MAGNETIC FIELDS ARE EVERYWHERE. The history of the universe is usually described in terms of the distribution of matter: first primordial knots, then clouds, galaxies, stars, and clusters. A parallel, and perhaps not unrelated, saga can be written for magnetic fields. Basically, Philipp Kronberg (416-978-4971) of the University of Toronto finds magnetic fields every place he has looked in the cosmos: within the Milky Way (where the fields are typically about 5 microgauss), in intergalactic areas within galaxy clusters (1-2 microgauss for the Coma cluster, 350 million light years away), and even outside clusters. The latter observations are brand new and were reported by Kronberg at the APS meeting (http://www.aps.org/meet/APR00/baps/vpr/layb7-02.html). Detecting weak magnetic fields outside clusters was difficult and required the use of new low-frequency receivers mounted on the Very Large Array (VLA) radio telescope. The radio range employed, around 75 MHZ, is normally problematic owing to scattering in the Earth's ionosphere, but new image processing techniques have allowed a sharp VLA "deep field" image to be formed. From the intensity of the radio glow, Kronberg deduced a magnetic field of about 10^-8 to 10^-7 gauss for a distant region outside any galaxy cluster, a place (near the "Great Wall") where fields had not been mapped before. Where did such fields come from? Kronberg suggests that huge shock waves, formed where two large streams of weakly magnetized gas come together, could amplify existing fields to much higher levels, as well as playing a part in the acceleration of cosmic rays. Angela Olinto (paper B7.1) of the University of Chicago (773-702-8206) discussed the idea of primordial magnetism, fields that might have existed at or shortly after the time of the big bang. Such fields, she speculated, might have come about through the development of some asymmetry (just as matter came to predominate over antimatter) in the infant universe.

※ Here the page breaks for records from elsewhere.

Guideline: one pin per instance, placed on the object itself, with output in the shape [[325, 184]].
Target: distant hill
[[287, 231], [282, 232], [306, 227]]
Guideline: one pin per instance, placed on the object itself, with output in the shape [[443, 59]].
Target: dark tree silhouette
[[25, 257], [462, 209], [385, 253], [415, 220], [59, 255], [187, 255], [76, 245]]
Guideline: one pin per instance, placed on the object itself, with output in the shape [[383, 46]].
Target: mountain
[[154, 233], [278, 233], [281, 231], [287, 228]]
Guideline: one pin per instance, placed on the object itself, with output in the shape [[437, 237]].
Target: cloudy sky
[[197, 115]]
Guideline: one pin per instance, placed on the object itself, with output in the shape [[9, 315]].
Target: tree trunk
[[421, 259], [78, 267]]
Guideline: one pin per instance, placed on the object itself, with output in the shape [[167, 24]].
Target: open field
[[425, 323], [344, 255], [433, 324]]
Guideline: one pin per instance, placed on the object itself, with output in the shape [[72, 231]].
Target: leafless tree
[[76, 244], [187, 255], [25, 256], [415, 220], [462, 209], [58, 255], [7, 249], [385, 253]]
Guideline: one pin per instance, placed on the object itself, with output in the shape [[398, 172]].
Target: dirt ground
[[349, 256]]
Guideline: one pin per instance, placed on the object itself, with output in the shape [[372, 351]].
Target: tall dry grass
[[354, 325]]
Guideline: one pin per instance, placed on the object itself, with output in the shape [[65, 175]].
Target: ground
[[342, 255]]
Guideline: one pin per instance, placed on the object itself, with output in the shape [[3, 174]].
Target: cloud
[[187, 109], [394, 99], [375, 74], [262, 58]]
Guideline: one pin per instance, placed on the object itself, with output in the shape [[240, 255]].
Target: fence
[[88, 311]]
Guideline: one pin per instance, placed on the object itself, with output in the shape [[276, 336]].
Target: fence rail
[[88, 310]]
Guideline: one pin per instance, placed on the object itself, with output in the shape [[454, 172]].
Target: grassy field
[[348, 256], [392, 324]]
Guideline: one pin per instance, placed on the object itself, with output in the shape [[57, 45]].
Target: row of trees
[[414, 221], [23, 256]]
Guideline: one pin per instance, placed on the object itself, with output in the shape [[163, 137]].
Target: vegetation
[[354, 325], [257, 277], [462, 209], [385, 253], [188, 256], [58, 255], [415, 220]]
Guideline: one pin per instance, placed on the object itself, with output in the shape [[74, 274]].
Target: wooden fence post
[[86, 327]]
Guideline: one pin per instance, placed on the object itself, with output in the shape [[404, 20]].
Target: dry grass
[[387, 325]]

Early magnetism might then have influenced subsequent galaxy formation or even the distribution of matter now seen imprinted in the cosmic microwave background (CMB). She said that the surprising absence of subsidiary peaks in the CMB spectrum (see Update 481) might be attributable to magnetic effects. This hypothesis could be addressed, Olinto said, by the Planck satellite (launch date several years from now; see Update 342), dedicated to mapping the CMB with unprecedented precision.